2) Il lavoratore su una retribuzione di 30.0000 subirebbe una ritenuta contributiva pari a euro 2.400 (fatto pari all’8% la ritenuta previdenziale), e sulla differenza (30.000-2.400=27.600) una ritenuta Irpef pari ad euro 6.852. La sua retribuzione netta sarebbe pari, quindi, ad euro 20.748. La retribuzione netta a sua volta, poi, subirebbe una tassazione sui consumi che per comodità di calcolo quantifico nel 15% e sarebbe pari ad euro 3.112.
3) Lo stato, quindi, avrebbe un gettito tra imposte dirette ed indirette pari ad euro 8.324 al netto di detrazioni fiscali per euro 1.650.
4) Il datore di lavoro che assume una nuova unità, dovrà reintegrare quanto meno il costo sostenuto pari alla retribuzione lorda per euro 30.000 + contributi ridotti pari ad euro 4.500 e quindi 34.500.
Su un valore della maggiore produzione di 34.500 anche a considerare un prezzo di vendita pari al costo e quindi senza alcuna percentuale di utile lordo, applicando l’Iva che per comodità di calcolo facciamo pari al 15%, otteniamo un gettito di euro 5.175. L’eventuale maggior reddito conseguito potrebbe essere considerato esente ai fini Ires ed Irap per fare ottenere una maggiore agevolazione al datore di lavoro.
In conclusione, per ogni nuovo assunto si avrebbe la seguente situazione:
1) ogni lavoratore nuovo assunto produrrebbe un nuovo reddito di euro 20.000 euro circa;
2) il datore di lavoro avrebbe un minore costo di 4.500 euro all’anno;
3) l’Inps Avrebbe un minore incasso di euro 4.500
4) lo stato di contro avrebbe un maggior gettito tributario di euro 8.324 per ogni nuovo assunto, aumentato di euro 5.175 euro per Iva sulle vendite ottenuta dal datore di lavoro, e complessivamente un gettito di euro 13.499. Trasferendo all’Inps Il minore incasso dovuto alla riduzione dei contributi, lo Stato ottiene un gettito netto di euro 8.999.
Ipotizzando che con questo provvedimento si possono ottenere 300 mila nuovi assunti ogni anno, il maggio gettito tributario per lo stato sarebbe pari ad euro 2 miliardi e 700 milioni per il primo anno.

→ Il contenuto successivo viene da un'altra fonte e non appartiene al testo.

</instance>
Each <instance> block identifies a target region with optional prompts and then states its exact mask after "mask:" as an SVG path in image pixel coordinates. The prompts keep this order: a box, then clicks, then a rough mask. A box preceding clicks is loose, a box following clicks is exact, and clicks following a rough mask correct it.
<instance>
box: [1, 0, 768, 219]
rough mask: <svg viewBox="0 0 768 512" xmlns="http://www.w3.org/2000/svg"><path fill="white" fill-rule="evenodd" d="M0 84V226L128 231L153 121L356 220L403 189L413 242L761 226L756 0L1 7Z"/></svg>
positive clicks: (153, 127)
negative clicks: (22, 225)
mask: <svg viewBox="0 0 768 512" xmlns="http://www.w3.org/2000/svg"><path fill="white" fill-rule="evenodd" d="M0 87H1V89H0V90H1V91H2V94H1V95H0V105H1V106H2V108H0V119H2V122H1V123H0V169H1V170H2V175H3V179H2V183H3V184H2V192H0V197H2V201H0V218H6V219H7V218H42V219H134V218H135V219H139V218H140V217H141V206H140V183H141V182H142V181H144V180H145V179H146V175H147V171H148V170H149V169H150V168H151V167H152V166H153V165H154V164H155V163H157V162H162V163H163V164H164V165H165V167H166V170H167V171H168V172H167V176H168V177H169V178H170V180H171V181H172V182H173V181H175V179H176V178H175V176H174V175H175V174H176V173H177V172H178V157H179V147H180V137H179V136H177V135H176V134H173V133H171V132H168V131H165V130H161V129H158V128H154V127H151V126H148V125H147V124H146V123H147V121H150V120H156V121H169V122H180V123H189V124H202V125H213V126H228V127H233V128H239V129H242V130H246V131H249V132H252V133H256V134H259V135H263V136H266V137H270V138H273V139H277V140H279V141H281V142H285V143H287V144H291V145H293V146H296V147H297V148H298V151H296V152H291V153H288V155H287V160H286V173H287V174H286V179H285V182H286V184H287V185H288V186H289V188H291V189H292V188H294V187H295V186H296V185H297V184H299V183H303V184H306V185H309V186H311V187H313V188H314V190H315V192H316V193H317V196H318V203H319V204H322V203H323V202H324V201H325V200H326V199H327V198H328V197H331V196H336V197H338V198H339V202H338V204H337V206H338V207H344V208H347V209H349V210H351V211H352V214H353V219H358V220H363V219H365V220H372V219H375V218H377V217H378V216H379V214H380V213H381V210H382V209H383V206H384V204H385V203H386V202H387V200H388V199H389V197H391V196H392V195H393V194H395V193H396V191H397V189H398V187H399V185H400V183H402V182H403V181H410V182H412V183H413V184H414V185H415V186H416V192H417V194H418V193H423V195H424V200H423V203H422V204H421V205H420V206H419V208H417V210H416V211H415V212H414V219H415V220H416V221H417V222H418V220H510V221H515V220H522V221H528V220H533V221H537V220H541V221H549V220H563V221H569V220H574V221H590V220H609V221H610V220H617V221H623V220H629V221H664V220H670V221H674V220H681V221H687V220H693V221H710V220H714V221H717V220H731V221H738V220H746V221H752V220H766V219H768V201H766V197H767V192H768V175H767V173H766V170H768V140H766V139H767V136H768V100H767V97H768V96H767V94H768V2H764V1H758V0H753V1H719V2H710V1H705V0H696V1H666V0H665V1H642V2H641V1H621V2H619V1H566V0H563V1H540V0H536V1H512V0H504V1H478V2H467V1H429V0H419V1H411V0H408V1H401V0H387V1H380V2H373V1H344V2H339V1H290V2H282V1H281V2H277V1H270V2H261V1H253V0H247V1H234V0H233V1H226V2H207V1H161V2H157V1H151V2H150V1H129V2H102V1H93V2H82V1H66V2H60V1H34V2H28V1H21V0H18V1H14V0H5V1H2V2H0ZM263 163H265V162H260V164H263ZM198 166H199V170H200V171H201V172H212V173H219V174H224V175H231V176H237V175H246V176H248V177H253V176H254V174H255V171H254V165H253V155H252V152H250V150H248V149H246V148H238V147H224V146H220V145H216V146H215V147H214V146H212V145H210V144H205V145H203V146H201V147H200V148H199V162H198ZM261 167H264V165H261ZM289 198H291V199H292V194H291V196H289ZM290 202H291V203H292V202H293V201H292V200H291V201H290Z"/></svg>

Il secondo anno ovviamente i nuovi occupati diventano 600.000 ed il maggio gettito conseguentemente sarà pari ad euro 5 miliardi e 400 mila, e così in progressione aritmetica di anno in anno. Al quinto anno si avrebbe un maggior gettito pari ad euro 13 miliardi e 500 milioni ed avremmo assunto 1.500.000 nuovi occupati. Nell’economia sarebbe immessa nuova ricchezza per 30 miliardi. Ovviamente sarà anche necessario orientare il sostegno verso la “Flexicurity”. Una maggiore flessibilità nelle assunzioni e nei licenziamenti, dovrebbe essere associata a politiche più efficaci in materia di ricerca di posti di lavoro, di attivazione e formazione e di attuazione del sistema di protezione sociale universale previsto. La trasmisssione del Pil sulla riduzione dei contributi passa attraverso due meccanismi: il primo è l’aumento della domanda dei beni che si ha se la riduzione delle aliquote contributive viene trasferita per intero sulla riduzione dei prezzi al consumo. In tale caso cresce il potere di acquisto delle famiglie e la competitività internazionale dei prodotti. Il secondo meccanismo è la riduzione del costo del lavoro che dovrebbe portare ad un aumento dell’occupazione I quindi del reddito disponibile con successivi effetti sulla domanda.